Lebendige Geschichte in Ramelsloh: Hier baut die BRD kein NATO Depot
Pressebericht aus dem Stern 1987:
„Scharmützel im Brackeler Grund“
Verteidigungsminister Stoltenberg musste jetzt vor einem Landwirt kapitulieren, der sich jahrelang mit List und Tücke gegen den Bau eines Nato-Depots auf seinen Boden gewehrt hatte
Wenn CDU-Honoratioren zu singen beginnen, ist stets etwas von nationaler Wichtigkeit passiert. So auch am 3. September 1987 in dem Heidedörfchen Ramelsloh an der Autobahn Hannover-Hamburg. Falsch, aber laut dröhnte aus dem Schankraum des »Ramelsloher Hofes« die Heimat-Hymne des Heide-Dichters Hermann Löns: »Auf der Lüneburger Heide, in dem wunderschönen Land, ging ich auf und ging ich unter, allerlei am Weg ich fand.«
Gastgeber des Gelages war die Bundeswehr. Gefeiert wurde das Richtfest für die Munitionsbunker eines »vorgeschobenen Versorgungslagers der Nato« am Rande eines Fichtenwäldchens namens »Brackeler Grund«, im Grundbuch von Ramelsloh eingetragen als »Flurstück 152 der Flur 4 der Gemarkung Ramelsloh«. Als Ergänzung zum Munitionsdepot wollte die Bundeswehr ein großes Treibstoff-Lager bauen, eine Art Tankstelle für die Panzer. Unter den patriotischen Sängern von Ramelsloh fehlte allerdings der wichtigste Mann: Bauer Hermann Buhr, der Besitzer des Wäldchens. Bauer Buhr weigerte sich, auch nur einen Quadratzentimeter seines fünf Hektar großen Grundstücks für kriegerische Zwecke zu verscherbeln. Die Bundeswehr konnte bieten, was sie wollte: Bauer Buhr blieb stur. Der damalige Verteidigungsminister Wörner drohte schließlich mit dem Enteignungs-Prügel.

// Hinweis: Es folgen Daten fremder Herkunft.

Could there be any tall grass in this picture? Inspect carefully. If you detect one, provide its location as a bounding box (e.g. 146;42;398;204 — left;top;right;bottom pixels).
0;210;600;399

Bauer Buhr konterte mit Witz und Schläue. Verdutzt erblickten die amtlichen Depot-Strategen eines Morgens vor dem Waldstück ein meterhohes Bauschild mit der Aufschrift: »Hier baut die Bundesrepublik Deutschland kein Nato-Depot.« Dann machten der Bauer und eine örtliche Friedensinitiative sich daran, den windzerzausten Fichtenwald mit Anteilseignern zu verminen. Eine »Gesellschaft bürgerlichen Rechts« kaufte 10 Prozent der Waldfläche -nicht ein bestimmtes Stück, sondern zehn Prozent ideellen Anteil an der Gesamtfläche.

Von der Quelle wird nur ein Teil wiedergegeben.